Он весело рассмеялся.
— Ты сегодня особенно меток на замечания, — сказал он. — Ну да, я был счастлив, да и мог ли я быть несчастлив с такой тоской? Нет свободнее и счастливее русского европейского скитальца из нашей тысячи. Это я, право, не смеясь говорю, и тут много серьезного. Да я за тоску мою не взял бы никакого другого счастья. В этом смысле я всегда был счастлив, мой милый, всю жизнь мою. И от счастья полюбил тогда твою маму в первый раз в моей жизни.
— Как в первый раз в жизни?
— Именно — так. Скитаясь и тоскуя, я вдруг полюбил ее, как никогда прежде, и тотчас послал за нею.
— О, расскажите мне и про это, расскажите мне про маму!
— Да я затем и призвал тебя, и знаешь, — улыбнулся он весело, — я уж боялся, что ты простил мне маму за Герцена или за какой-нибудь там заговоришко…
Глава восьмая
IТак как мы проговорили тогда весь вечер и просидели до ночи, то я и не привожу всех речей, но передам лишь то, что объяснило мне наконец один загадочный пункт в его жизни.
Начну с того, что для меня и сомнения нет, что он любил маму, и если бросил ее и «разженился» с ней, уезжая, то, конечно, потому, что слишком заскучал или что-нибудь в этом роде, что, впрочем, бывает и со всеми на свете, но что объяснить всегда трудно. За границей, после долгого, впрочем, времени, он вдруг полюбил опять маму заочно, то есть в мыслях, и послал за нею. Скажут, пожалуй, «заблажил», но я скажу иное: по-моему, тут было всё, что только может быть серьезного в жизни человеческой, несмотря на видимое брандахлыстничанье, которое я, пожалуй, отчасти допускаю. Но клянусь, что европейскую тоску его я ставлю вне сомнения и не только на ряду, но и несравненно выше какой-нибудь современной практической деятельности по постройке железных дорог. Любовь его к человечеству я признаю за самое искреннее и глубокое чувство, без всяких фокусов; а любовь его к маме за нечто совершенно неоспоримое, хотя, может быть, немного и фантастическое. За границей, в «тоске и счастии», и, прибавлю, в самом строгом монашеском одиночестве (это особое сведение я уже получил потом через Татьяну Павловну), он вдруг вспомнил о маме — и именно вспомнил ее «впалые щеки», и тотчас послал за нею.

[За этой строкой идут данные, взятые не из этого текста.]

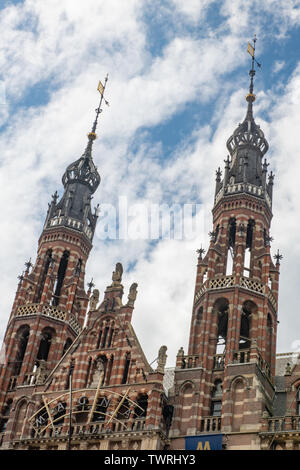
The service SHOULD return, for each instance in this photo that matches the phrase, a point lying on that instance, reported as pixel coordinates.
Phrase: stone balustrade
(210, 424)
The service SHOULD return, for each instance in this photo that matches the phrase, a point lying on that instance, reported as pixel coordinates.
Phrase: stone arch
(47, 336)
(219, 333)
(98, 370)
(238, 391)
(20, 411)
(105, 332)
(186, 401)
(22, 338)
(248, 312)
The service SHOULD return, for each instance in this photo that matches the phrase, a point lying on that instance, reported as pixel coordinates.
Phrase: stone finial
(117, 274)
(162, 359)
(288, 369)
(94, 299)
(132, 294)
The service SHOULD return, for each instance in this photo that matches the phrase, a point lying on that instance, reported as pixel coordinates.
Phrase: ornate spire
(80, 181)
(248, 134)
(84, 169)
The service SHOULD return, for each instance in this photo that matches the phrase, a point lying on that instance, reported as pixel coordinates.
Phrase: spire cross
(92, 135)
(101, 89)
(251, 50)
(28, 265)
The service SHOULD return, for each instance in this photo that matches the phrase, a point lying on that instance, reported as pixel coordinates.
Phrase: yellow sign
(205, 447)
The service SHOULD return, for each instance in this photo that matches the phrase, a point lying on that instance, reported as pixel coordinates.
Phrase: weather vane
(251, 51)
(278, 256)
(101, 88)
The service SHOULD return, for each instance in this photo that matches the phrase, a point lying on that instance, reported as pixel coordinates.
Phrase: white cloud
(71, 47)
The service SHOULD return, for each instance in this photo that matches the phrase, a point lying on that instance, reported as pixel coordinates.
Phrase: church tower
(51, 302)
(226, 377)
(75, 377)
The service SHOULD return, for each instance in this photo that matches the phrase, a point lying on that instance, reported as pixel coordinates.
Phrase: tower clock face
(90, 413)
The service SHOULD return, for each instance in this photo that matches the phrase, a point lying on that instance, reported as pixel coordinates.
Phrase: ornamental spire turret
(80, 181)
(245, 169)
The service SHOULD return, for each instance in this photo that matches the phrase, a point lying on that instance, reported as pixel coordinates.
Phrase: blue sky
(178, 76)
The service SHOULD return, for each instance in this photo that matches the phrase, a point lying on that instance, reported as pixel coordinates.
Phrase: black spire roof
(80, 180)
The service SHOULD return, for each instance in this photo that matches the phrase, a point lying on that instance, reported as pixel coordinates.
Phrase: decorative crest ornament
(200, 252)
(28, 265)
(278, 257)
(248, 133)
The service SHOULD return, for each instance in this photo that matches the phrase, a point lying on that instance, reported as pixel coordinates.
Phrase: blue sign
(204, 442)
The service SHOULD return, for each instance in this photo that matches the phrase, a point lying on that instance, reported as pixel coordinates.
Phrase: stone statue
(132, 294)
(117, 274)
(98, 374)
(162, 358)
(94, 299)
(41, 373)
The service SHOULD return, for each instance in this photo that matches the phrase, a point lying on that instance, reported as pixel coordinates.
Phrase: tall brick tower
(73, 377)
(50, 303)
(224, 384)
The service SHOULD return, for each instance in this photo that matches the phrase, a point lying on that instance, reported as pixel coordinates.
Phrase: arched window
(45, 343)
(245, 329)
(221, 310)
(47, 262)
(269, 339)
(60, 278)
(298, 401)
(126, 368)
(199, 315)
(101, 409)
(5, 415)
(67, 345)
(231, 244)
(23, 336)
(216, 399)
(140, 411)
(124, 410)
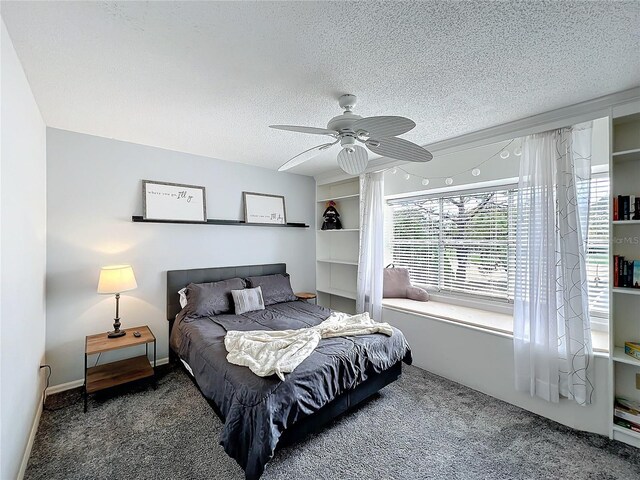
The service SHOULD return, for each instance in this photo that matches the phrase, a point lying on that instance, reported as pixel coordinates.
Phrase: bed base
(310, 424)
(315, 422)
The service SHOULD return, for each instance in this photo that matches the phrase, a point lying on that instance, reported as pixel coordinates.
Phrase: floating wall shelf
(212, 221)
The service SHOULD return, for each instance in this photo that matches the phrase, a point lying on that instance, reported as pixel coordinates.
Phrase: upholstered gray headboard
(178, 279)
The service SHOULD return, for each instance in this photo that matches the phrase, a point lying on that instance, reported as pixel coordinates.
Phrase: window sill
(493, 322)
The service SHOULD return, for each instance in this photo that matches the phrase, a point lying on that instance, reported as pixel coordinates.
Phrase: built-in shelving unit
(211, 221)
(337, 250)
(625, 301)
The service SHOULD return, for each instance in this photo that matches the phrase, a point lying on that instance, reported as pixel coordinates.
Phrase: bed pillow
(206, 299)
(275, 288)
(247, 300)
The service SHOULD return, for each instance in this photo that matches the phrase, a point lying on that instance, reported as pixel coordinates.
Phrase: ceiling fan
(378, 134)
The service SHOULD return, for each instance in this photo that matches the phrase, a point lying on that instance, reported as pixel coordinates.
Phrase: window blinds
(465, 243)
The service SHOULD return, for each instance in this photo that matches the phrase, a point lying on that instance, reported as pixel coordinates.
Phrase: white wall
(22, 260)
(94, 186)
(484, 362)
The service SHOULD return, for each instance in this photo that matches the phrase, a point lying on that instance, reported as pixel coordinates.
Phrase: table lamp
(116, 279)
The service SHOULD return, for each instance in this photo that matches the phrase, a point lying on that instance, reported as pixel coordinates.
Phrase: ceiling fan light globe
(354, 162)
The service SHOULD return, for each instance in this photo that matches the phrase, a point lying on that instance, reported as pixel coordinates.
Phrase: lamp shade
(116, 279)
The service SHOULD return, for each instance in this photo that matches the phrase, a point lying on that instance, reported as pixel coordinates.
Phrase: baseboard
(32, 437)
(63, 387)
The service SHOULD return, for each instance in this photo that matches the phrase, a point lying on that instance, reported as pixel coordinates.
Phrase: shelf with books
(626, 272)
(626, 222)
(624, 235)
(626, 208)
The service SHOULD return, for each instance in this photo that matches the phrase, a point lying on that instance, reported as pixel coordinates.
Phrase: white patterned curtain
(552, 332)
(371, 260)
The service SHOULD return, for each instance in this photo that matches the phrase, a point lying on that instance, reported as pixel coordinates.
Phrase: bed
(262, 413)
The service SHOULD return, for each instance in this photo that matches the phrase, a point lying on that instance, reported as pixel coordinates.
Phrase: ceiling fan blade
(383, 127)
(353, 160)
(312, 130)
(399, 149)
(306, 155)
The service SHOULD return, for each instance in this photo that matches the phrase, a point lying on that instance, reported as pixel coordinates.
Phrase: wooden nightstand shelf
(123, 371)
(307, 296)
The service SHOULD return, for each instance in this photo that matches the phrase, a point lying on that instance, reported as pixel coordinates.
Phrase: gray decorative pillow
(396, 283)
(275, 288)
(206, 299)
(247, 300)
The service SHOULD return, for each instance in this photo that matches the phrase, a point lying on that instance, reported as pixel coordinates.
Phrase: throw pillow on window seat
(397, 284)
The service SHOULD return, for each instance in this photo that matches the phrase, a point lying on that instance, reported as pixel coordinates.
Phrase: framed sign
(264, 208)
(173, 201)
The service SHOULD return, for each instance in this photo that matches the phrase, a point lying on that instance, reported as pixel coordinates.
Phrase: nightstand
(307, 296)
(111, 374)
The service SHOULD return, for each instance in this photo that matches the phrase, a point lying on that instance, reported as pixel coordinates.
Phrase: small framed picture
(264, 208)
(173, 201)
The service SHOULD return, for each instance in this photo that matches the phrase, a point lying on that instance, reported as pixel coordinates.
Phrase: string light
(475, 171)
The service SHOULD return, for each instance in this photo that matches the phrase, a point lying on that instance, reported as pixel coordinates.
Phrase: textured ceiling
(209, 77)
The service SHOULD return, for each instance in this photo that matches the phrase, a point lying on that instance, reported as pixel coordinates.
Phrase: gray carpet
(421, 427)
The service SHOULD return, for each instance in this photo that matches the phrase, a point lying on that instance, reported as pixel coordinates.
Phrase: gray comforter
(257, 410)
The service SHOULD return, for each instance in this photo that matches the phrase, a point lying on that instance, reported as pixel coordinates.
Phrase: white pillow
(247, 300)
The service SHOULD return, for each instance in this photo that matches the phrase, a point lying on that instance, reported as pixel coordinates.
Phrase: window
(464, 243)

— Друг мой, — вырвалось у него, между прочим, — я вдруг сознал, что мое служение идее вовсе не освобождает меня, как нравственно-разумное существо, от обязанности сделать в продолжение моей жизни хоть одного человека счастливым практически.
— Неужели такая книжная мысль была всему причиной? — спросил я с недоумением.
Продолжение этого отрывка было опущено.